German utilities support coronavirus rescue package but warn of growing impacts
Clean Energy Wire
Utilities association BDEW says it welcomes the German government's rescue package in response to the coronavirus crisis. The package allows small businesses to suspend payments for energy supplies until the end of June in the event of economic difficulties caused by the pandemic, among other measures. Many large and small utilities had already declared they would suspend cut-offs for private households during the crisis, said BDEW. The association, however, warned that it could significantly affect the power and water industry's liquidity if many companies suspend payments for several months. The demand for energy has already declined significantly in Germany, said BDEW, adding that "the current crisis is also an enormous challenge for the energy industry itself." The industry association said utilities would be "disproportionately burdened" as they would not only have to cover the costs of unpaid electricity but also the taxes, duties, levies and grid fees which make up 77 percent of German electricity bills.

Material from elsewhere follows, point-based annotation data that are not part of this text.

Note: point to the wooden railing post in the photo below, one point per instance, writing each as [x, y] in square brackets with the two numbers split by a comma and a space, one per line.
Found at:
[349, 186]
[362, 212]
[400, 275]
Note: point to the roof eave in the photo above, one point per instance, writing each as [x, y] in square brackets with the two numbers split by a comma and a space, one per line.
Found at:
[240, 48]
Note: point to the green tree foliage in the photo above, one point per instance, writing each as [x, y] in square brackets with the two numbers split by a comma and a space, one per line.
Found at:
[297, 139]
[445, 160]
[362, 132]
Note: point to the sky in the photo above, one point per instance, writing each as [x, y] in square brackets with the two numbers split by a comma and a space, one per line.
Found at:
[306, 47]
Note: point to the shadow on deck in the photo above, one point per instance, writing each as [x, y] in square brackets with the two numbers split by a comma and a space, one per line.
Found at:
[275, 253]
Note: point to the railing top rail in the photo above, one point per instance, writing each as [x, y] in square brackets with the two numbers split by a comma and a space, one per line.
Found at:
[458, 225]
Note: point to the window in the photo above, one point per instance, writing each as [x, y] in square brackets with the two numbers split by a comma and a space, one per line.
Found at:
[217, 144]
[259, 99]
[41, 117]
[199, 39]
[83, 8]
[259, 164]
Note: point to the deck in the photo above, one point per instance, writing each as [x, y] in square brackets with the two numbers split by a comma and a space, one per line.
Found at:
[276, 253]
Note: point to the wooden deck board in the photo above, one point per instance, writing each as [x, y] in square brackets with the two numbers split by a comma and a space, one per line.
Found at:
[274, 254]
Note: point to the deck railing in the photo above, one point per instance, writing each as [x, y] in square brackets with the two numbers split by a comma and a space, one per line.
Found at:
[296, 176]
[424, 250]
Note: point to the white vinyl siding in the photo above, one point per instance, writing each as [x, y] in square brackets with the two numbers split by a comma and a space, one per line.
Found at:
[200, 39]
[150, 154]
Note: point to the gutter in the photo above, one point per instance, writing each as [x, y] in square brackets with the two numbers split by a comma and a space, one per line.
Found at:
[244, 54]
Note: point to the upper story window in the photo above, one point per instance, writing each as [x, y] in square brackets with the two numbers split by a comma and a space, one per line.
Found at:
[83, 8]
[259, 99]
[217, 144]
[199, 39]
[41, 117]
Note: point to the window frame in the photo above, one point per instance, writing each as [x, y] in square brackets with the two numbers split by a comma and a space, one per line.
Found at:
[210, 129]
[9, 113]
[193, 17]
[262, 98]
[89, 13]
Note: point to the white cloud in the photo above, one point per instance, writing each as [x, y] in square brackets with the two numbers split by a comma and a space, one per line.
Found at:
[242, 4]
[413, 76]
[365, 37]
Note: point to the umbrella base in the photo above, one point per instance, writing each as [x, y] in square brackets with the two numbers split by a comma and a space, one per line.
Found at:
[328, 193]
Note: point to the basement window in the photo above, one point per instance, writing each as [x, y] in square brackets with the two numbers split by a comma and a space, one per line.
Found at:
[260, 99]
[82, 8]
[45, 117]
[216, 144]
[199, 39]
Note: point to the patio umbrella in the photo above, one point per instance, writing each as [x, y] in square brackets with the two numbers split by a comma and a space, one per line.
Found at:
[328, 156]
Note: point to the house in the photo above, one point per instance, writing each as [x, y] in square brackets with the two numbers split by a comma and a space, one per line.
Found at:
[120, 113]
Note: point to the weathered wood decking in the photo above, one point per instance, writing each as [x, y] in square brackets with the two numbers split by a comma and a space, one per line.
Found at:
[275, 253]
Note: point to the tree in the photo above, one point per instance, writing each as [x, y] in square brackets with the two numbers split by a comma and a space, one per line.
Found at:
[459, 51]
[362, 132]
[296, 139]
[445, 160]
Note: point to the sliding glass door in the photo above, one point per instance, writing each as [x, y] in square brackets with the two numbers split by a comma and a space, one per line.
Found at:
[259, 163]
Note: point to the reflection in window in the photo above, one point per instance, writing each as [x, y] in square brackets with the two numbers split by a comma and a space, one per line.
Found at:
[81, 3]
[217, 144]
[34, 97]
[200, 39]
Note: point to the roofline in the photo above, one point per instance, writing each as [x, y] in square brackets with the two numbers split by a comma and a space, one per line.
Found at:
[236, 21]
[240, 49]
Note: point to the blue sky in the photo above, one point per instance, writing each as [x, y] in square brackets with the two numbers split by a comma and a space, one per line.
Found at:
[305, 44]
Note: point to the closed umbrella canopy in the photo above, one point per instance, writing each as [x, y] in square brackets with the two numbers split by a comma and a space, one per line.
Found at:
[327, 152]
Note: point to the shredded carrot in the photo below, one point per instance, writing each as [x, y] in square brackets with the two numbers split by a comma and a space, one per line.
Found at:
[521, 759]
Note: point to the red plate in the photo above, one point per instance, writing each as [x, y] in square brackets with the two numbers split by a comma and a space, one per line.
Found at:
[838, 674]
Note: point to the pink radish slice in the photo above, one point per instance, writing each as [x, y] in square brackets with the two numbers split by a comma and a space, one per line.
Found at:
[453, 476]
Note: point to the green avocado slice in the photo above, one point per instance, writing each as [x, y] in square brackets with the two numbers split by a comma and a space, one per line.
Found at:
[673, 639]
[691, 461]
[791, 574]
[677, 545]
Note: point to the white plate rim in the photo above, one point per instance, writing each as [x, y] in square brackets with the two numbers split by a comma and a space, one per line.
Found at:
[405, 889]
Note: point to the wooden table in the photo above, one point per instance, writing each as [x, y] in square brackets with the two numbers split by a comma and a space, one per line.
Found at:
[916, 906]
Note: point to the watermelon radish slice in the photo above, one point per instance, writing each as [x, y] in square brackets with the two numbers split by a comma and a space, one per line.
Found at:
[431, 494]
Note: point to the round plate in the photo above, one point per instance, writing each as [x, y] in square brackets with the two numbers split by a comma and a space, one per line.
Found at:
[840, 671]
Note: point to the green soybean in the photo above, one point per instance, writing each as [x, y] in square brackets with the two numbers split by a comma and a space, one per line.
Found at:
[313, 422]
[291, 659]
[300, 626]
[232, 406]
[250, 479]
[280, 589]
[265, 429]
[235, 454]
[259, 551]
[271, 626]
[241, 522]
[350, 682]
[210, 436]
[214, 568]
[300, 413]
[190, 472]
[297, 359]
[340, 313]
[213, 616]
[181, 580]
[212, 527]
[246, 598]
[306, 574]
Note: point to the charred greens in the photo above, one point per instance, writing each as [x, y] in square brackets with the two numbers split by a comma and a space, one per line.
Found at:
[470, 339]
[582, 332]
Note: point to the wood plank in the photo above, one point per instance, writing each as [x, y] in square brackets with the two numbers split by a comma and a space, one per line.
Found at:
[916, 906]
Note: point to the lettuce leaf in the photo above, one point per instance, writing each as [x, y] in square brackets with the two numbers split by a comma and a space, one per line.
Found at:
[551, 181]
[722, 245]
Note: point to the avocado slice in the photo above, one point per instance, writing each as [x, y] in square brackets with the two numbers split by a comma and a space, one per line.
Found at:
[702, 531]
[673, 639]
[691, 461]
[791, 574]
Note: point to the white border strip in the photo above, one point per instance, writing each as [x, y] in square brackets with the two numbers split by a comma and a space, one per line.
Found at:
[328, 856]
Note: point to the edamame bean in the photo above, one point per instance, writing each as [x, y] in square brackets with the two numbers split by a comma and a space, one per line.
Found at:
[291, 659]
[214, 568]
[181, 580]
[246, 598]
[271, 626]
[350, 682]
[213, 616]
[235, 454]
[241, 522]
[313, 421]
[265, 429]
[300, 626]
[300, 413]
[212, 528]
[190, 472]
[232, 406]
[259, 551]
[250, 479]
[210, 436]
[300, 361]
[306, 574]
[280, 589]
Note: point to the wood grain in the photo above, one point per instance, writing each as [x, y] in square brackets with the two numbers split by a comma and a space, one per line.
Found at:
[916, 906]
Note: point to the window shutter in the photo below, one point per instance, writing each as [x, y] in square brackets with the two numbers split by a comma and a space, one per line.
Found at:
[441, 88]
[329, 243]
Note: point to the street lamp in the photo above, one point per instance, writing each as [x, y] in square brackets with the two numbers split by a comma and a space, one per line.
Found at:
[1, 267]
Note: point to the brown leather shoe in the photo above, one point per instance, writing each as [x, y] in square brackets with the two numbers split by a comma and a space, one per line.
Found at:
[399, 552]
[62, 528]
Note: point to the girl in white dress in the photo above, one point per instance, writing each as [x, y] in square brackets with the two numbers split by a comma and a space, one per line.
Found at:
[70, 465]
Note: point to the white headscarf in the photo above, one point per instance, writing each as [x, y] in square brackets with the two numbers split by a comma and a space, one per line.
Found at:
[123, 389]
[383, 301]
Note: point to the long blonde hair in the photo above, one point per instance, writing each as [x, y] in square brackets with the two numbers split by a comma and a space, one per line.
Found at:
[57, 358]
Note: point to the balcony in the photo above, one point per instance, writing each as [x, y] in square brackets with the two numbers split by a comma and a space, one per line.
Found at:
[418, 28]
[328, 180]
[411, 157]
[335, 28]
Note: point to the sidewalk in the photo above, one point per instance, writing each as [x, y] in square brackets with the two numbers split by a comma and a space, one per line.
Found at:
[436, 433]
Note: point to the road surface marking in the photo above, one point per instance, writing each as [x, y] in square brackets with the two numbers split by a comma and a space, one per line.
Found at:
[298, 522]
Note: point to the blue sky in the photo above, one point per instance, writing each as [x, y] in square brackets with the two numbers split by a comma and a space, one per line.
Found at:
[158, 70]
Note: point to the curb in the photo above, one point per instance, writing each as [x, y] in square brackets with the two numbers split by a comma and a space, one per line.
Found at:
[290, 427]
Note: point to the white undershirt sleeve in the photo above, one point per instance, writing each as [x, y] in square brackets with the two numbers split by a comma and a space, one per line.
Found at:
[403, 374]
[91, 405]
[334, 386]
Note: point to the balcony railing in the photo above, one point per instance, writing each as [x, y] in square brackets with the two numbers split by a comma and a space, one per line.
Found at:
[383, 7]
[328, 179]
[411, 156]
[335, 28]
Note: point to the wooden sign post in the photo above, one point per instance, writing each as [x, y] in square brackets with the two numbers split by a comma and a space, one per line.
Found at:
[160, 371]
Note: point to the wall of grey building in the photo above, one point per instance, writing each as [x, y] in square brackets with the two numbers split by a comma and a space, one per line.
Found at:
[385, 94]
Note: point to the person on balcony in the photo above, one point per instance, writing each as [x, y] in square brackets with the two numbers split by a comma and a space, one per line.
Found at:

BDEW proposed that customers with payment difficulties should be protected through existing systems and state aid programmes or a fund solution. In critical cases, such a fund could be used to settle bills directly with the utilities in order to maintain liquidity in the energy system.
The extensive suspension of Germany’s industrial production to slow the spread of coronavirus will have a substantial impact on the country's energy consumption, BDEW recently said. Industrial customers account for 40 to 45 percent of Germany’s electricity and natural gas consumption, but measures to contain the virus, collapsing supply chains and withering demand at home and abroad are expected to lead to a sharp decline in power consumption.